Key quantitative findings:
- Centralized architecture: +80.9% on parallelizable tasks (Finance-Agent), -50.4% on sequential tasks (PlanCraft)
- Decentralized: +74.5% on parallelizable, -46% on sequential
- Independent: +57% on parallelizable, -70% on sequential
- Error amplification: Independent 17.2×, Decentralized 7.8×, Centralized 4.4×, Hybrid 5.1×
- The "baseline paradox": coordination yields negative returns once single-agent accuracy exceeds ~45% (β = -0.408, p<0.001)

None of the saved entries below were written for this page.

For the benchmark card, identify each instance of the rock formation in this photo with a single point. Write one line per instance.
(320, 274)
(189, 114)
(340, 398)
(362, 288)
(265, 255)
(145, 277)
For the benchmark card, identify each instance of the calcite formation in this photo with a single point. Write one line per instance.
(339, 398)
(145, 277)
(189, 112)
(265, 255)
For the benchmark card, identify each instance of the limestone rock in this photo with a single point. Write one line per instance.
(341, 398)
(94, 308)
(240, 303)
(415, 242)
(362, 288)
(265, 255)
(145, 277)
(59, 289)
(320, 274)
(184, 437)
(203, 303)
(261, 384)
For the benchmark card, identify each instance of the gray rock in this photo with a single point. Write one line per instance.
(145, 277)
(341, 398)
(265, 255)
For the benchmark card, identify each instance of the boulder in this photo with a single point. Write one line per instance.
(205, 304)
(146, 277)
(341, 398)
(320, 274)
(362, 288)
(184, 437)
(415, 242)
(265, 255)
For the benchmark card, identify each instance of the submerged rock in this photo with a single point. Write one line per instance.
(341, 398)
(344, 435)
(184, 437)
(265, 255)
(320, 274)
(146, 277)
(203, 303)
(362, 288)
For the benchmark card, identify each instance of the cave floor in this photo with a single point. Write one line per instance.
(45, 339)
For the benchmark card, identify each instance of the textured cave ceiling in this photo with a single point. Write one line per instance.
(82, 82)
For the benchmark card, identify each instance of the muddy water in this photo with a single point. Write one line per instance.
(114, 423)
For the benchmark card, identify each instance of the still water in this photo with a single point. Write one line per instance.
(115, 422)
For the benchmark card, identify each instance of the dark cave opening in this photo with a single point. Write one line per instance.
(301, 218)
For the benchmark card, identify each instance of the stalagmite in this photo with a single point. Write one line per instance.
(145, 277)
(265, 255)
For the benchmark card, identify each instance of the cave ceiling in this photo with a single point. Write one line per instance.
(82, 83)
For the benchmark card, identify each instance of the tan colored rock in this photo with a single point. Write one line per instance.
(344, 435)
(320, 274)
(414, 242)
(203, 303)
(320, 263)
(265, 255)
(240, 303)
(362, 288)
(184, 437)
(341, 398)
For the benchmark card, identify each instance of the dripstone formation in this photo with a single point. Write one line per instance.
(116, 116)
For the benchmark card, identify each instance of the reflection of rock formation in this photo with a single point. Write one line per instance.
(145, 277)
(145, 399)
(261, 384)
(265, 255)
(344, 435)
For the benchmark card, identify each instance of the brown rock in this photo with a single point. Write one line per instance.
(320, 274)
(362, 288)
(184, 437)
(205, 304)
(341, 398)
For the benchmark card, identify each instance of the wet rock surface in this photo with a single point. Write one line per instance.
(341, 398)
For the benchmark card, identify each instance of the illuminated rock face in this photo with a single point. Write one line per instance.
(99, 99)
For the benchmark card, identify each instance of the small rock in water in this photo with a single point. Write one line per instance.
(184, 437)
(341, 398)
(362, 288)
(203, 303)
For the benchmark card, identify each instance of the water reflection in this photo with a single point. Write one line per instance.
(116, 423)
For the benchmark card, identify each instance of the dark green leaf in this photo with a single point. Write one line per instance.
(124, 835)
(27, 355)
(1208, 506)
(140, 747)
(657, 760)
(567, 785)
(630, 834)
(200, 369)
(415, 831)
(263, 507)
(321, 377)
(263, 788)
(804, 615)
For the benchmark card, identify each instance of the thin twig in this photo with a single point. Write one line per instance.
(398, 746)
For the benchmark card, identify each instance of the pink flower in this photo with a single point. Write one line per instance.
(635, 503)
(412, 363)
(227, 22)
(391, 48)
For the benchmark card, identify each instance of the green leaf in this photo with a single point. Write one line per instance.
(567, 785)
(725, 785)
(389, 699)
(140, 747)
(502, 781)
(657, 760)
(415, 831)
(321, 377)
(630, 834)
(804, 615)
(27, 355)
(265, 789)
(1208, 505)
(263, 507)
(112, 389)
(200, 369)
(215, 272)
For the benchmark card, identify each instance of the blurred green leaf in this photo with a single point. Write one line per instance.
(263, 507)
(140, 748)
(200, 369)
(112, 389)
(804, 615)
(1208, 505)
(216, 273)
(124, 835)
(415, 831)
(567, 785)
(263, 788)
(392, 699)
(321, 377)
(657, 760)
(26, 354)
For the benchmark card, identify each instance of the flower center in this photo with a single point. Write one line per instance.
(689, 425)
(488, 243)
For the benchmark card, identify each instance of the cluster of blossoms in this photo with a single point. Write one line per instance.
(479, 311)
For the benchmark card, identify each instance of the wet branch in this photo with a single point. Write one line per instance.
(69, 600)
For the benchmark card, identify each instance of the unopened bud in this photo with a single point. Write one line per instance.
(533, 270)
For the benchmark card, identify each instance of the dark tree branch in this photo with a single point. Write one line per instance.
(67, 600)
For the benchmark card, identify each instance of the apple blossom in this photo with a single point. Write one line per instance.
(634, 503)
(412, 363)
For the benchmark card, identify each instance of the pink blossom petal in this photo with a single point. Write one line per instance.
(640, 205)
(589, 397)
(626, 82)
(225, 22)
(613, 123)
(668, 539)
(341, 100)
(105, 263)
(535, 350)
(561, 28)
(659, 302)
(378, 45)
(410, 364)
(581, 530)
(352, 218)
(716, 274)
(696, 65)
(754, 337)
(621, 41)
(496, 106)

- Message density saturates at c*=0.39 messages/turn beyond this, more communication doesn't help
- Turn count scales super-linearly: T=2.72×(n+0.5)^1.724 Hybrid systems require 6.2× more turns than single-agent
- Predictive model achieves R²=0.513, correctly identifies optimal architecture for 87% of unseen task configurations
Error absorption by centralized orchestrator:
- Logical contradictions: reduced by 36.4%
- Context omission: reduced by 66.8%
- Numerical drift: decentralized reduces by 24%
The three scaling principles:
1. Alignment Principle: multi-agent excels when tasks decompose into parallel sub-problems
2. Sequential Penalty: communication overhead fragments reasoning in linear workflows
3. Tool-Coordination Trade-off: coordination costs increase disproportionately with tool density
## Agent Notes
**Why this matters:** This is the first empirical evidence that directly addresses our KB's open question about subagent vs. peer architectures (flagged in _map.md "Where we're uncertain"). It answers: NEITHER hierarchy nor peer networks win universally task structure determines optimal architecture.
**What surprised me:** The baseline paradox. I expected coordination to always help (or at worst be neutral). The finding that coordination HURTS above 45% single-agent accuracy is a genuine challenge to our "coordination always adds value" implicit assumption. Also, the error amplification data 17.2× for unsupervised agents is enormous.
**What I expected but didn't find:** No analysis of knowledge synthesis tasks specifically. All benchmarks are task-completion oriented (find answers, plan actions, use tools). Our collective does knowledge synthesis it's unclear whether the scaling principles transfer.
**KB connections:**
- [[subagent hierarchies outperform peer multi-agent architectures in practice]] needs scoping revision
- [[coordination protocol design produces larger capability gains than model scaling]] supported for structured problems, but new evidence shows 70% degradation possible
- [[multi-model collaboration solved problems that single models could not]] still holds, but architecture selection matters enormously
- [[AI agent orchestration that routes data and tools between specialized models outperforms both single-model and human-coached approaches]] confirmed for parallelizable tasks only
**Extraction hints:** At least 3 claims: (1) architecture-task match > architecture ideology, (2) error amplification hierarchy, (3) baseline paradox. The predictive model (87% accuracy) is itself a claim candidate.
**Context:** Google Research + MIT collaboration. This is industry-leading empirical work, not theory. The benchmarks are well-established. The 180-configuration evaluation is unusually thorough.
## Curator Notes (structured handoff for extractor)
PRIMARY CONNECTION: [[subagent hierarchies outperform peer multi-agent architectures in practice]]
WHY ARCHIVED: Provides first empirical evidence that COMPLICATES our hierarchy vs. peer claim — architecture-task match matters more than architecture type
EXTRACTION HINT: Focus on the baseline paradox (coordination hurts above 45% accuracy), error amplification hierarchy (17.2× to 4.4×), and the predictive model. These are the novel findings our KB doesn't have.